The Philippines said Monday it would file sexual abuse charges against a Filipino pastor who is wanted in the US for child sex trafficking.

Apollo Quiboloy, a self-proclaimed “Son of God” and ally of former president Rodrigo Duterte, is the founder of Philippines-based Kingdom of Jesus Christ church.

The US Justice Department charged Quiboloy in 2021 with sex-trafficking of girls and women aged 12 to 25 to work as personal assistants, or “pastorals”, who were allegedly required to have sex with him.

On Monday, Philippine Justice Secretary Crispin Remulla said the victim in the latest case was 17 at the time the crimes were committed more than a decade ago, in 2011.

“We studied this case thoroughly and it was proven that Pastor Apollo Quiboloy and his colleagues have to answer for this,” Remulla said.

“We all know it is difficult to file charges in a place where the accused are in positions of power,” he added.

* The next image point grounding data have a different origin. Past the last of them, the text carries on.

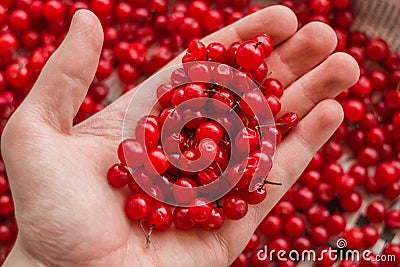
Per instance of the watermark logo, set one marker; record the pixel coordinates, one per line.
(339, 254)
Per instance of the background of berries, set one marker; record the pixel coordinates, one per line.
(141, 36)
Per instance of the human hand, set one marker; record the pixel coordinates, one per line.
(68, 214)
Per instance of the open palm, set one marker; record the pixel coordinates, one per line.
(68, 214)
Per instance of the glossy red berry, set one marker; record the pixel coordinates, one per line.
(138, 207)
(131, 153)
(215, 221)
(118, 176)
(234, 207)
(249, 55)
(157, 161)
(182, 219)
(376, 212)
(160, 217)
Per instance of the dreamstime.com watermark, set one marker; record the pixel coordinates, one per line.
(334, 254)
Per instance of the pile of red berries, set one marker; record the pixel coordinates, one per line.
(31, 30)
(215, 151)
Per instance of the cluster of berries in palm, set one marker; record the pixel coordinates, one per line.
(205, 155)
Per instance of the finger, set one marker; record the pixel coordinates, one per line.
(330, 78)
(303, 51)
(292, 157)
(63, 83)
(277, 21)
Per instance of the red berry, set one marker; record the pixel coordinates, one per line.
(160, 217)
(234, 207)
(215, 221)
(138, 207)
(157, 161)
(182, 219)
(200, 210)
(118, 176)
(376, 212)
(131, 153)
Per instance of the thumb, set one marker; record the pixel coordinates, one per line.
(65, 79)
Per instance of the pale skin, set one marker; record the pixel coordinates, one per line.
(67, 213)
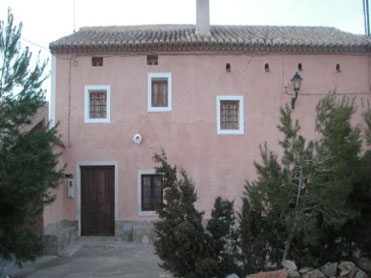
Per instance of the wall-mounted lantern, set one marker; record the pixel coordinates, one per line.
(296, 83)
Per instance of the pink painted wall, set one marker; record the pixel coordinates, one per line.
(219, 164)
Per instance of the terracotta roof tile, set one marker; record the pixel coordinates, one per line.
(222, 38)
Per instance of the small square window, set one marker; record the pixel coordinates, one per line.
(97, 104)
(97, 61)
(150, 192)
(230, 115)
(152, 60)
(159, 92)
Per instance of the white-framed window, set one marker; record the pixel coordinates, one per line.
(159, 92)
(150, 192)
(97, 104)
(230, 114)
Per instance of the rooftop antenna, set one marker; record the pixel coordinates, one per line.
(366, 17)
(74, 17)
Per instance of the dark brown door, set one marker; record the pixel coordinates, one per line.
(97, 201)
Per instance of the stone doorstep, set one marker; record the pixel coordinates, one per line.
(271, 274)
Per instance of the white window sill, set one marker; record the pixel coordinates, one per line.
(148, 213)
(92, 121)
(231, 131)
(159, 109)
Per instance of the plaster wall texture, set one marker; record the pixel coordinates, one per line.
(219, 164)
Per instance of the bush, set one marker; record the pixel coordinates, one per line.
(307, 204)
(185, 247)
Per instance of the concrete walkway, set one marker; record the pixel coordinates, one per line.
(92, 258)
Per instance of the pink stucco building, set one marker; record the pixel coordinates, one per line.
(207, 95)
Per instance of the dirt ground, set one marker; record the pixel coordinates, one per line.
(113, 259)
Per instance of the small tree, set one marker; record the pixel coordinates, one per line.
(221, 239)
(308, 189)
(179, 238)
(27, 162)
(184, 246)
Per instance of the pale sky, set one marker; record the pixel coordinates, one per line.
(47, 20)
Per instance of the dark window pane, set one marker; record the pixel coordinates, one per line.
(229, 114)
(151, 191)
(98, 104)
(159, 93)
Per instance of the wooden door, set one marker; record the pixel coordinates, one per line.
(97, 201)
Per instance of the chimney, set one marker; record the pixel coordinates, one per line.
(203, 18)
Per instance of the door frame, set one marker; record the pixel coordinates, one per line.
(80, 164)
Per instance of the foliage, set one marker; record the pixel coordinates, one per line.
(221, 239)
(27, 162)
(185, 247)
(297, 199)
(179, 235)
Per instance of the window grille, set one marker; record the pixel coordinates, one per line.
(98, 104)
(229, 114)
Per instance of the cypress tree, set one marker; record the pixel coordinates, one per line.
(179, 241)
(297, 197)
(27, 161)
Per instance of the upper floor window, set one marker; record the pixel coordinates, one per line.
(230, 115)
(97, 104)
(159, 92)
(97, 61)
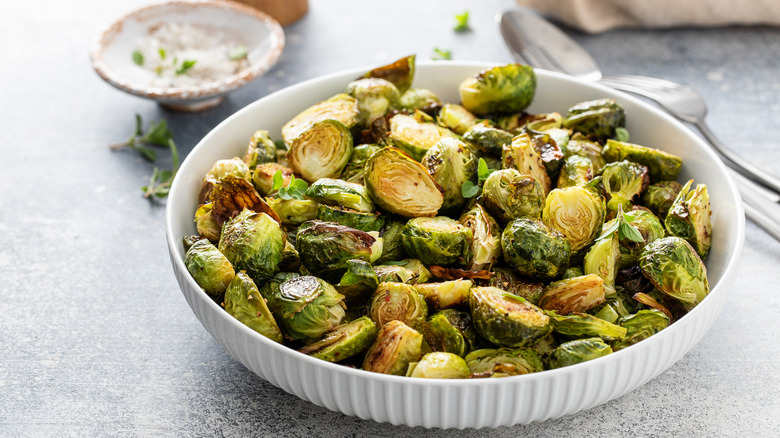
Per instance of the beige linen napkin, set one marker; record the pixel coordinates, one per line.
(595, 16)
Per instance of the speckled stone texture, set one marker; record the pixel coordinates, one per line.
(97, 340)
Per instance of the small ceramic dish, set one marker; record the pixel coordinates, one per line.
(259, 35)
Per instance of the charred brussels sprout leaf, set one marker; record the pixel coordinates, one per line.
(535, 250)
(438, 240)
(244, 302)
(210, 269)
(401, 185)
(396, 346)
(689, 217)
(253, 242)
(578, 351)
(439, 365)
(506, 319)
(344, 341)
(503, 89)
(674, 267)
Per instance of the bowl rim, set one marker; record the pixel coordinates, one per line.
(731, 264)
(256, 69)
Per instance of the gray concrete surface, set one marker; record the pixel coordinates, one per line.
(95, 337)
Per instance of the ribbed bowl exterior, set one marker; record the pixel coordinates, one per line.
(470, 403)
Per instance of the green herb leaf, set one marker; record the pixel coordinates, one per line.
(138, 58)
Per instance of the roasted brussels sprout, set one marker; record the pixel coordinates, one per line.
(674, 267)
(375, 97)
(503, 89)
(244, 302)
(253, 242)
(397, 301)
(521, 155)
(503, 362)
(322, 151)
(261, 149)
(325, 247)
(342, 108)
(641, 326)
(578, 351)
(439, 365)
(486, 238)
(660, 196)
(535, 250)
(344, 341)
(437, 240)
(451, 163)
(508, 194)
(401, 185)
(582, 325)
(209, 267)
(294, 211)
(506, 319)
(573, 295)
(307, 307)
(661, 166)
(445, 294)
(576, 212)
(597, 117)
(395, 347)
(689, 217)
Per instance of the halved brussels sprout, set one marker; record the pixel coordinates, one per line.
(535, 250)
(342, 108)
(504, 89)
(582, 325)
(641, 326)
(439, 365)
(689, 217)
(508, 280)
(322, 151)
(503, 362)
(577, 213)
(598, 117)
(209, 267)
(456, 118)
(445, 294)
(437, 240)
(397, 301)
(486, 241)
(451, 163)
(506, 319)
(487, 139)
(401, 185)
(344, 341)
(674, 267)
(294, 211)
(326, 248)
(660, 196)
(244, 302)
(415, 134)
(578, 351)
(400, 73)
(661, 166)
(521, 155)
(308, 307)
(508, 194)
(375, 97)
(395, 347)
(573, 295)
(253, 242)
(261, 149)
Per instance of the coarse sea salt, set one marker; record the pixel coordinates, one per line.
(166, 49)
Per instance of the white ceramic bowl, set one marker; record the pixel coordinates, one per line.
(476, 402)
(112, 59)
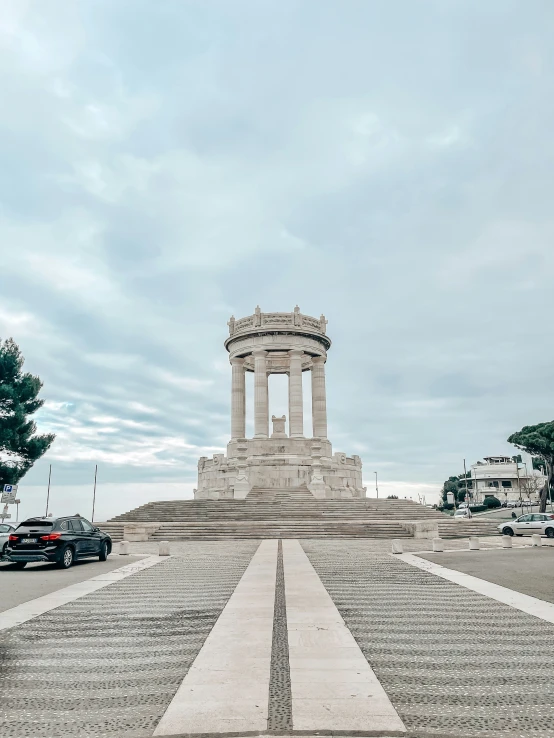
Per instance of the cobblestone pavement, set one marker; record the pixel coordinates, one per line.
(527, 570)
(453, 662)
(109, 663)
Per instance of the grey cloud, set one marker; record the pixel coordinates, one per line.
(389, 164)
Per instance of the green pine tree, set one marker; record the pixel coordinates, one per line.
(20, 447)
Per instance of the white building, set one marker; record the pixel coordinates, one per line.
(502, 477)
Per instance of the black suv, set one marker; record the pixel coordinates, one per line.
(58, 540)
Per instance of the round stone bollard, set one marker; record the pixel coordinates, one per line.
(123, 548)
(397, 547)
(163, 549)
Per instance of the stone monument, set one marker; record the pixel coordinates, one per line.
(279, 343)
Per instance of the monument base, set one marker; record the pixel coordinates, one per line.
(279, 463)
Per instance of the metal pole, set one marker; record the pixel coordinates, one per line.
(94, 493)
(48, 493)
(519, 486)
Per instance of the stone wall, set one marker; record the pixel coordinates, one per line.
(280, 463)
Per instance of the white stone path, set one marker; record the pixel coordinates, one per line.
(333, 686)
(227, 687)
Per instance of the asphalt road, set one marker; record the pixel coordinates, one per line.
(526, 570)
(21, 585)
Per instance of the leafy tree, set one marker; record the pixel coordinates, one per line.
(538, 440)
(20, 447)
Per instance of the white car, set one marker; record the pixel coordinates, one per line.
(5, 530)
(526, 525)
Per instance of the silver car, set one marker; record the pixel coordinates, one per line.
(526, 525)
(5, 530)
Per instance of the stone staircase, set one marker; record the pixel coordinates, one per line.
(114, 530)
(451, 528)
(278, 513)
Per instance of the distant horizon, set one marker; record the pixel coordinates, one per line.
(167, 165)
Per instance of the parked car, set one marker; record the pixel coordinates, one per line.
(5, 530)
(526, 525)
(60, 540)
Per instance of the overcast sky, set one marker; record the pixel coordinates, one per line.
(166, 163)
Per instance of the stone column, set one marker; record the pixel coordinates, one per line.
(296, 407)
(261, 405)
(238, 406)
(319, 401)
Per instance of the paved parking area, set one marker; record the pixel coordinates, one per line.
(526, 570)
(21, 585)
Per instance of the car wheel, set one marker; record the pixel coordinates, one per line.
(104, 551)
(67, 558)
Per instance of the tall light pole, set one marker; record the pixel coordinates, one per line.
(48, 493)
(94, 493)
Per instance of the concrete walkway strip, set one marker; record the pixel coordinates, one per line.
(226, 690)
(333, 686)
(525, 603)
(29, 610)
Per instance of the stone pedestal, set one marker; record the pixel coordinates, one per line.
(278, 426)
(242, 486)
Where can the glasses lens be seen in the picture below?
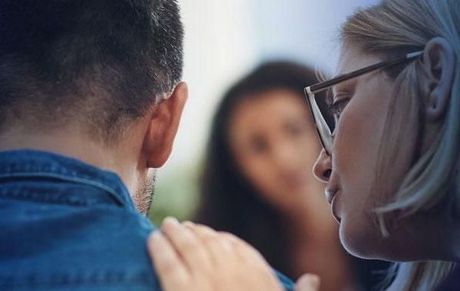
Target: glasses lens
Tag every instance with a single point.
(323, 118)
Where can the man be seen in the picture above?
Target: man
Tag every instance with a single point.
(90, 102)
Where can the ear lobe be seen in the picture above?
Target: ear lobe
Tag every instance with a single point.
(163, 126)
(439, 67)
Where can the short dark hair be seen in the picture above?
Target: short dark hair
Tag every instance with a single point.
(98, 62)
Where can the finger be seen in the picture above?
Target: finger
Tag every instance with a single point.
(170, 268)
(188, 245)
(308, 282)
(218, 247)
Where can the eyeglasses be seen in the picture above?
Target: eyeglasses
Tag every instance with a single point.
(326, 129)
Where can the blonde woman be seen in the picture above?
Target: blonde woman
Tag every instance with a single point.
(391, 158)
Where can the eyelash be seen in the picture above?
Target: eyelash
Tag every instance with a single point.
(337, 107)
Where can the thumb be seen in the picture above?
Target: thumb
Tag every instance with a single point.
(308, 282)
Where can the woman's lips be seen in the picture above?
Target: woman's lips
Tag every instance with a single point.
(331, 196)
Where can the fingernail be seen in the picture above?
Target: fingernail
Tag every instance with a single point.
(171, 221)
(310, 281)
(188, 224)
(154, 236)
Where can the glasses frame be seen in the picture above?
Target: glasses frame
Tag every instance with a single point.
(324, 132)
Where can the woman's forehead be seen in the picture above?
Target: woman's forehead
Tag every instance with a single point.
(352, 58)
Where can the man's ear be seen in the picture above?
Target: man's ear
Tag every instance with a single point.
(163, 126)
(439, 70)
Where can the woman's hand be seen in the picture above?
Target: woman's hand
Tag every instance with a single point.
(196, 258)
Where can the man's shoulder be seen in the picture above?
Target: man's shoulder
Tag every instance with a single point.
(101, 248)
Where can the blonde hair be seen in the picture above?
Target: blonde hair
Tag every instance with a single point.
(402, 26)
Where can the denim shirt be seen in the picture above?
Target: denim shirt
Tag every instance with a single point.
(66, 225)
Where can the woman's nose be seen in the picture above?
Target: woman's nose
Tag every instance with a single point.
(323, 167)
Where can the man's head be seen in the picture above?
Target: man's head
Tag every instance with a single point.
(78, 73)
(100, 63)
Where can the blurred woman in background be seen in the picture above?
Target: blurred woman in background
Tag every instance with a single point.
(257, 181)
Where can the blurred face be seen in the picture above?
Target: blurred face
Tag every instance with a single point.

AFP has sought comment from Quiboloy’s church.

Remulla said the sexual abuse charge, punishable by up to 30 years in prison, would be filed at a lower court in the southern city of Davao, where Quiboloy’s church is based.

He and five other defendants are to be charged separately at a Manila court for qualified human trafficking and other acts of child abuse.

Remulla said he would ask the Supreme Court to also move the sexual abuse trial to Manila.

Quiboloy — who is at least 73 years old, according to the US Federal Bureau of Investigation — was indicted in 2021 by US prosecutors who alleged, among other things, that girls and young women were coerced to have sex with him under threats of “eternal damnation”.

In a voice clip posted to the YouTube channel of his television network Sonshine Media last month, Quiboloy announced he was in hiding because he was afraid he would be subjected to “kidnapping or assassination” by the US and Philippine governments.

While the United States had not sought his extradition as of last week, Remulla raised the possibility it may do so later on.

“If we file the case only after the extradition comes up, we might be accused of holding up the extradition,” he added.

A US embassy spokesman on Monday referred AFP’s queries on Quiboloy to the US Justice Department, which did not immediately respond to a request for comment.